Thanks to all of you who wrote. I'm still recovering, but the virus wiped out my memory.
But not my visionary powers. I have been predicting Gadi Eshkenazi as the new chief of staff, and it looks like i'll be right. But personally I would prefer Yom Tov Samia. He's got a nicer forehead.
How is it I'm reduced to talking about chief of staff? We all know how little I know about the military except for moments of inside information or inspiration. But the politics of this country bores me at the moment. Here a nuclear bomb, there a plan for nuclear development; here a threat of annihilation, there a corruption scandal. Enough already.

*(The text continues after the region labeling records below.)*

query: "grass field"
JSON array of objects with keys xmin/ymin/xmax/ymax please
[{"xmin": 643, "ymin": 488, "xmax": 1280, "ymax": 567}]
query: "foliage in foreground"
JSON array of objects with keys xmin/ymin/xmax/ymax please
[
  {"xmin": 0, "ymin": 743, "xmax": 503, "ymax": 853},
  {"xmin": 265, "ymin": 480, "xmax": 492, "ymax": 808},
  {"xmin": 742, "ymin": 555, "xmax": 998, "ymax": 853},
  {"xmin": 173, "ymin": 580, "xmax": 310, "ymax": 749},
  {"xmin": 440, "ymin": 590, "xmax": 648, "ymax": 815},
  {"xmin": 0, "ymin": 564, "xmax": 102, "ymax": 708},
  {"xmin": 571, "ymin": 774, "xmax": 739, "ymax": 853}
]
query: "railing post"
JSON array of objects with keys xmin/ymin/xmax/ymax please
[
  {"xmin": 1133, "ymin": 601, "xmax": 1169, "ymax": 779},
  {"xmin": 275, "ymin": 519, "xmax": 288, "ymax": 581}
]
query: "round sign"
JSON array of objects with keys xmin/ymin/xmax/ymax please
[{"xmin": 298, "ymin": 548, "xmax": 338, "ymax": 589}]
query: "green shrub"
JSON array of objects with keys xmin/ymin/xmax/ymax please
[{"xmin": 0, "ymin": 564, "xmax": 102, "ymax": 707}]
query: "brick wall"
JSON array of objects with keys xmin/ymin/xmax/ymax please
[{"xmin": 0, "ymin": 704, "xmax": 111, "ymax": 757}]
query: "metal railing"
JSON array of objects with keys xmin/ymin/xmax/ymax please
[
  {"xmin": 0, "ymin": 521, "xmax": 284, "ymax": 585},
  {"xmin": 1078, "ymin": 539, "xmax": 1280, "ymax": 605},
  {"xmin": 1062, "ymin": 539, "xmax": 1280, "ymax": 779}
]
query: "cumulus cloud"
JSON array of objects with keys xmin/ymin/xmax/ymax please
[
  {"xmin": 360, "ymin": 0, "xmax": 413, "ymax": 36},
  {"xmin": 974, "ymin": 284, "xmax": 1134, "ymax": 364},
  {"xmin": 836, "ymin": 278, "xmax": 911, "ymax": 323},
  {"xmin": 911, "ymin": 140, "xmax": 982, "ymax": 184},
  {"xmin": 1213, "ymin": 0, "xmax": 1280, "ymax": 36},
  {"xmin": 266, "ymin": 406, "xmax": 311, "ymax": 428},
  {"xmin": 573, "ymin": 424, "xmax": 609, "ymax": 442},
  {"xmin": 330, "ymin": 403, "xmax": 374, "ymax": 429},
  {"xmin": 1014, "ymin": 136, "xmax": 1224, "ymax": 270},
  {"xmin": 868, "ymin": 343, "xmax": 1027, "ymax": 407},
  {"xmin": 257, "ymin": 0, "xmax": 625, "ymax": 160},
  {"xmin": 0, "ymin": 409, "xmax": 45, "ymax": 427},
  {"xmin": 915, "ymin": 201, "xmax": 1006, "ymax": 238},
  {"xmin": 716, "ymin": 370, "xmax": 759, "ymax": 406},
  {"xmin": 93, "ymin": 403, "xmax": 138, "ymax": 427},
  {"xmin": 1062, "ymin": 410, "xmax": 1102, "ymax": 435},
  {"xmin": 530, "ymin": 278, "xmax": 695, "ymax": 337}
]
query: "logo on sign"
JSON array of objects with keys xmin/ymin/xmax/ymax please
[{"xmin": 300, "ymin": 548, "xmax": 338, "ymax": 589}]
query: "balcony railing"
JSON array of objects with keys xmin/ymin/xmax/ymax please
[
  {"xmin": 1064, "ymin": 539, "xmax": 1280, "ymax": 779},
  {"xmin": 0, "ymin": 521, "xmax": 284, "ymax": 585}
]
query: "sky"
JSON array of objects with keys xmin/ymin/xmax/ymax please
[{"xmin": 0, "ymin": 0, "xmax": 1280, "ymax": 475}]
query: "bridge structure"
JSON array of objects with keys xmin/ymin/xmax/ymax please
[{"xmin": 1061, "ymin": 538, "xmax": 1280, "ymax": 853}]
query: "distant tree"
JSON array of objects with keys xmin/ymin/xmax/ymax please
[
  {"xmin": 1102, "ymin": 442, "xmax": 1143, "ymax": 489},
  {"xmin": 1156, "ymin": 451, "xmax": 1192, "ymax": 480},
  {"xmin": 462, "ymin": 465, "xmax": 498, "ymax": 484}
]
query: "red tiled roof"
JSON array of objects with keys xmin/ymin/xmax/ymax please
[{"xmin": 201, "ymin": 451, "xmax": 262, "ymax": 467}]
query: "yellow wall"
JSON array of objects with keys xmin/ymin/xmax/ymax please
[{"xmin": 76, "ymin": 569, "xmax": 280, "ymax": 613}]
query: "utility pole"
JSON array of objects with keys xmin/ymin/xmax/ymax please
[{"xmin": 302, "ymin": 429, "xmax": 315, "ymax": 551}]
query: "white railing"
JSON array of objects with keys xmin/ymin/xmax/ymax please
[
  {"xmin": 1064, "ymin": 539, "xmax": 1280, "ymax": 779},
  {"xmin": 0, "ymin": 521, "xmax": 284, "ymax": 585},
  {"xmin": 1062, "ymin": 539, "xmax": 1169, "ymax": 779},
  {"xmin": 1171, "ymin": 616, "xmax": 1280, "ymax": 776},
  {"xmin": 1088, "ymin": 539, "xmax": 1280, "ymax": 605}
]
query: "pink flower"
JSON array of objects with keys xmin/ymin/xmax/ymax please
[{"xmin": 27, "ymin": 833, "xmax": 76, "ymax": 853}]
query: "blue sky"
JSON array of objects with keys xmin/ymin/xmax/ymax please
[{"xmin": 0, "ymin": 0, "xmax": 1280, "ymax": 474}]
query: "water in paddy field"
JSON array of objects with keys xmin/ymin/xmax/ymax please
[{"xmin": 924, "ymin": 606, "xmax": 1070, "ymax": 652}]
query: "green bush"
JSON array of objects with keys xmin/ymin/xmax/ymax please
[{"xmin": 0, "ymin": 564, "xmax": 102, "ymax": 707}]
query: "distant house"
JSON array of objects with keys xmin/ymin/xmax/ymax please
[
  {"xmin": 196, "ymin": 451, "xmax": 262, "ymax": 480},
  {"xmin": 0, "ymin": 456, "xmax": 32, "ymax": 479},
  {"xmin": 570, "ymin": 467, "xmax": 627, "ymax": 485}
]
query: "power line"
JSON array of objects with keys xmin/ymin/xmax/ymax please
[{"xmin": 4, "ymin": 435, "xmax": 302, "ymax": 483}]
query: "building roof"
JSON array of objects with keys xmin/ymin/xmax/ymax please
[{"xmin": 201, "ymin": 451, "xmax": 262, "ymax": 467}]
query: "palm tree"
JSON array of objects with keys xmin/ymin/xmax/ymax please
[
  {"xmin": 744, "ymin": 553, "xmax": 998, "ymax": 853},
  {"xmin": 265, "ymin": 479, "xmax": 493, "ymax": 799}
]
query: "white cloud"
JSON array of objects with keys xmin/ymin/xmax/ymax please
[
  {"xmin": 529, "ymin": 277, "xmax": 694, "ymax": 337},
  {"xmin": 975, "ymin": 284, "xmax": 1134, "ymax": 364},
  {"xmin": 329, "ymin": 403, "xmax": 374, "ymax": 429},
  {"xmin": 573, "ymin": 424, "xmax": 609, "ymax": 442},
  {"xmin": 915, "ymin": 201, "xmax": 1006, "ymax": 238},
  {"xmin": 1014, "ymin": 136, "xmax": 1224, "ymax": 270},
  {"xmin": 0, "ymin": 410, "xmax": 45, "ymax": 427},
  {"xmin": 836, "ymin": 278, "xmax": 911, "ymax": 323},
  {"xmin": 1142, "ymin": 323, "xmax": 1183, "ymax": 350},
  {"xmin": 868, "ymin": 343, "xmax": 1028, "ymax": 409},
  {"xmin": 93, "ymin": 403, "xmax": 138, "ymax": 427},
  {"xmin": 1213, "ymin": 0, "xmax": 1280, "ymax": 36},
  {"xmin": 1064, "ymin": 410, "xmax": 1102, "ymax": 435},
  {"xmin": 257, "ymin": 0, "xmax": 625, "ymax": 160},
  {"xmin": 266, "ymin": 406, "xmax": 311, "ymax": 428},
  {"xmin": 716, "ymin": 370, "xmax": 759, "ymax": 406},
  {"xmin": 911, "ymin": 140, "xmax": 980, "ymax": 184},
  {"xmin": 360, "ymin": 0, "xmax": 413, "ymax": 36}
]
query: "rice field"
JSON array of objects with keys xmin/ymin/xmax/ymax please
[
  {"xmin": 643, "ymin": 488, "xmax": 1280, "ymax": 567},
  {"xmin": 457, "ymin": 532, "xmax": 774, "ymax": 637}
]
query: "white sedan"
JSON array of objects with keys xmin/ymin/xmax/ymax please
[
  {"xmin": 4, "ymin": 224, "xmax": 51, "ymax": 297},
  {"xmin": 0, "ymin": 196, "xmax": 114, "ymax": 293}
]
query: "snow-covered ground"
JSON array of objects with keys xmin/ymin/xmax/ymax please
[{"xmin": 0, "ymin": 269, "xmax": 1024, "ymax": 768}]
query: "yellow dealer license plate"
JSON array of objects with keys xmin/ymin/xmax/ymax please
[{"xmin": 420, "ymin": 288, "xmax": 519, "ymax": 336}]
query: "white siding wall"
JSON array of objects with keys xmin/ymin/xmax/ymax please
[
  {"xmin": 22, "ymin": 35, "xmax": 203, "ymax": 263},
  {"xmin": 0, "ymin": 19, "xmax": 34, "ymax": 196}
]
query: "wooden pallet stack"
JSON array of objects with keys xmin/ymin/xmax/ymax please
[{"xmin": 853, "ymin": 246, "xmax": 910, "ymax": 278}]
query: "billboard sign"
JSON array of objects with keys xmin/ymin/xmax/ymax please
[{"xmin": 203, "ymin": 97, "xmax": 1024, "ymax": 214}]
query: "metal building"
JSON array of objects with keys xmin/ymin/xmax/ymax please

And even though I really wanted to reconnoiter the town today and report back to you, I had to turn homeward even before I finished my errands. I managed to make it to a little birth celebration, but couldn't even keep up my end of the conversation at the cocktail. And on my way home I passed the beach - and it was perfect beach weather. I promised myself I'd come back when i was feeling a bit better - like tomorrow. And now the weather is changing and tomorrow is going to be cold and rainy - perfect cholent weather.
January 20, 2007
One thing a day = for months i've been wanting to go to the exhibit of Tel Aviv Cafes at the Eretz Yisrael Museum. So we went as soon as the museum opened today. Many many photographs of the many many cafes from 1920-80. There was, for example, the Casino, built by Ezi's grandfather over the beach and onto the sea. A photograph, a drawing, pictures of famous and unknown people enjoying themselves in the cafe, an announcement of a renovation surcharge to be paid at entrance.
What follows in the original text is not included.